There is a potential $U(x)$ defined by :
$$U(x) = \begin{cases} U_1 & \text{if $x>0$} \\[2ex] U_2, & \text{if $x<0$} \end{cases}$$ such that $U_2>U_1$.
The Schrodinger equation witch rules the system is: $$\frac{d²\psi(x)}{dx²}=(U_n-\epsilon)\psi $$ where $n$ may be $1$ or $2$ depending on the region and $\epsilon>U_2$.
I saw in the book "Quantum Mechanics of Albert Messiah" that the general form of the $\psi$ function in this case is: $$\psi(x) = \begin{cases} \exp(-ik_1x)+R\exp(ik_1x) & \text{if $x>0$} \\[2ex] S\exp(-ik_2x), & \text{if $x<0$} \end{cases}$$ such that $R$ and $S$ are constants to be defined,$k_1²=U_1-\epsilon$ and $k_2²=U_2-\epsilon$.
But by my solution there is more constants to be defined. I arrived in this by the steps bellow: Solving the Schrodinger equation in the two regions I found that the general solution is: $$\psi(x) = \begin{cases} A\exp(-ik_1x)+R\exp(ik_1x) & \text{if $x>0$} \\[2ex] S\exp(-ik_2x)+B\exp(ik_2x), & \text{if $x<0$} \end{cases}$$ Such that $A$ and $B$ are constants to be defined.
I would like to know, why the coefficient $A$ may be 1 and the coefficient $B$ may be 0 like the Messiah affirms.
$A$ and $B$ are both defined from the initial condition and normalization condition.
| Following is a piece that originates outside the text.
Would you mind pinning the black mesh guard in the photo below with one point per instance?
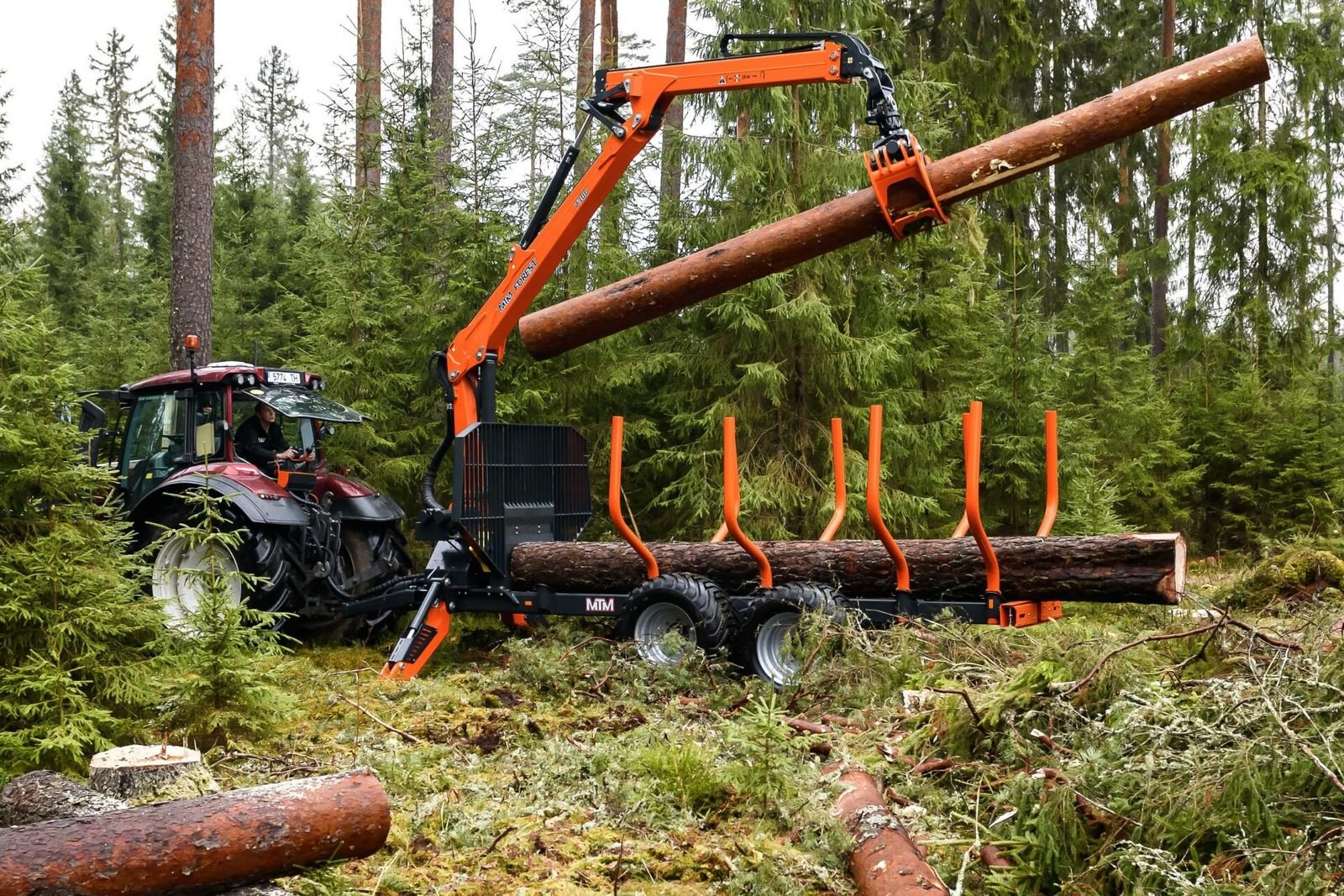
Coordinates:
(515, 483)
This doesn't come from mathematics, but rather from physics.
Look at this diagram:
We have ourselves decided that there's a particle in a $\mathbf{p}$ state (meaning precisly defined momentum and a wave function in the form of a free wave) coming from the right.
We have set the factor before the exponential to be $1$, because if we compute the probability current, it will be equal to $\mathbf{v}$, the classical velocity of the particle.
Finally, we know that if a travelling wave encounters a change in potential it will partially reflect and partially transmit (or scatter, though the latter term is usually used when the number of dimensions is greater than $1$).
Since there's no wave coming from the left, $B$ should be $0$.